California’s unemployment insurance fund is “structurally insolvent” due to $55 billion in fraud and overpayment during COVID-19 crisis, leading to a growing $21 billion unemployment benefits loan from the federal government the state is unable to pay down.
While the state seeks loan forgiveness from the Acting United States Secretary of Labor, who was California’s Secretary of Labor during the COVID-19 era and oversaw the state’s fraudulent payments — including nearly $1 billion to felons in prison filling out fraudulent paperwork — California Democrats have proposed quintupling unemployment insurance taxes and nearly doubling unemployment benefits.
In 2020 California borrowed $17.8 billion to continue payments from its unemployment insurance fund, a number that is projected to reach $20.8 billion by the end of 2024 due to insufficient payments. With unemployment projected to grow from 804,000 Californians in 2022 to 930,000 Californians by 2025, benefits payments are projected to grow — barring any legislative changes from $5 billion in 2022 to $6.8 billion by 2025. While California’s unemployment insurance fund already faced poor solvency before the COVID-19 crisis, $55 billion in fraud and overpayments have led the state’s non-partisan Legislative Analyst’s Office to declare the program “structurally insolvent.”
“The administration’s UI Trust Fund forecast shows that UI benefit payments exceeded state payroll tax contributions by $1.3 billion in 2023,” wrote the LAO in January. “The administration anticipates this imbalance will increase to about $1.6 billion annually in 2024 and 2025. Historically, benefit payments have only exceeded contributions during major economic downturns – most recently, during the pandemic and Great Recession.”
If a state’s unemployment insurance fund owes money to the federal government for two consecutive years, federal law automatically imposes an escalating tax increase on employers to pay back the loan. This tax increase amounts to $21 per worker per year, meaning that in the fifth year of tax increases, the tax will have increased $105 over the baseline level.

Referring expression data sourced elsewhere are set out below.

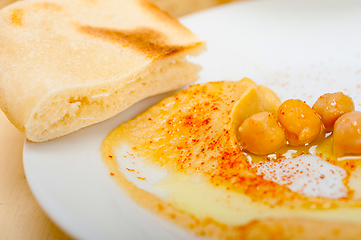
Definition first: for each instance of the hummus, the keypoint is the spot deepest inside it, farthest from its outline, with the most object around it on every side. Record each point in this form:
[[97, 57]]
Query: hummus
[[210, 186]]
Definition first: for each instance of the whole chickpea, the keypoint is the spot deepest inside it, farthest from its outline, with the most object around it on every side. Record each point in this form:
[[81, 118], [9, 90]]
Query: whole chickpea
[[331, 106], [261, 134], [301, 122], [347, 134]]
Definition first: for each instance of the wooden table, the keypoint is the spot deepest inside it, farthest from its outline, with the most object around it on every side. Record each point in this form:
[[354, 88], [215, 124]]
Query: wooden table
[[20, 215]]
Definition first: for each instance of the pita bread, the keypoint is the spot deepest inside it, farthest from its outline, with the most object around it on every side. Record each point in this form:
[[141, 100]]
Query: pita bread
[[67, 64]]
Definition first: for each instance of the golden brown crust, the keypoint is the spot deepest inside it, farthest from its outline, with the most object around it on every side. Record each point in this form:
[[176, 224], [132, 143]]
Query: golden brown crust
[[72, 48], [146, 41]]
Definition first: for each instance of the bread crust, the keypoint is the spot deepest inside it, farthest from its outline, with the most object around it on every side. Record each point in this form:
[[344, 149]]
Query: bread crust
[[54, 52]]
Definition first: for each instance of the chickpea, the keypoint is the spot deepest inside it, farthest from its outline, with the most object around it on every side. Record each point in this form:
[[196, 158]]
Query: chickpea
[[301, 122], [331, 106], [347, 134], [261, 134]]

This $21 increase per worker per year amounts to an additional $400 million per year in increased revenue. However, these growing payments still are not enough to reduce the principal owed to the federal government due to the fund’s inability to fund existing claims, let alone pay back debt. This leaves the state with two options: debt forgiveness from the federal government, and/or increasing unemployment taxes in excess of the automatic federal increases.

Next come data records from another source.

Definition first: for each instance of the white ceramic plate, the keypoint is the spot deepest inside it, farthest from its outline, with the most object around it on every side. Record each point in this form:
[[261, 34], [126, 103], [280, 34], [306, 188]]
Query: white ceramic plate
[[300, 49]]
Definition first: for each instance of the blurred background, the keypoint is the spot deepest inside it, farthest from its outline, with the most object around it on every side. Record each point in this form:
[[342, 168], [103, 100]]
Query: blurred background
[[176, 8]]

Acting U.S. Secretary of Labor Julie Su’s office announced at the end of 2023 the potential waiving of state repayment to the federal government for ineligible benefits, with the California state auditor noting the state submitted a letter in February 2024 requesting federal approval from Su — who administered California’s $55 billion paid in ineligible benefits — for debt forgiveness.
Should federal forgiveness not go through, the state is considering quintupling unemployment taxes from 0.1% to 0.5%, and nearly doubling weekly maximum benefits from $450 to $700, which would require a ⅔ vote in each chamber of the legislature to pass. However, the author of SB 1434, State Sen. Maria Durazo, D-Los Angeles, just canceled the bill’s first hearing, perhaps due to the pending decision letter from the U.S. Department of Labor.
Durazo’s office did not respond to media inquiries by the time of publication.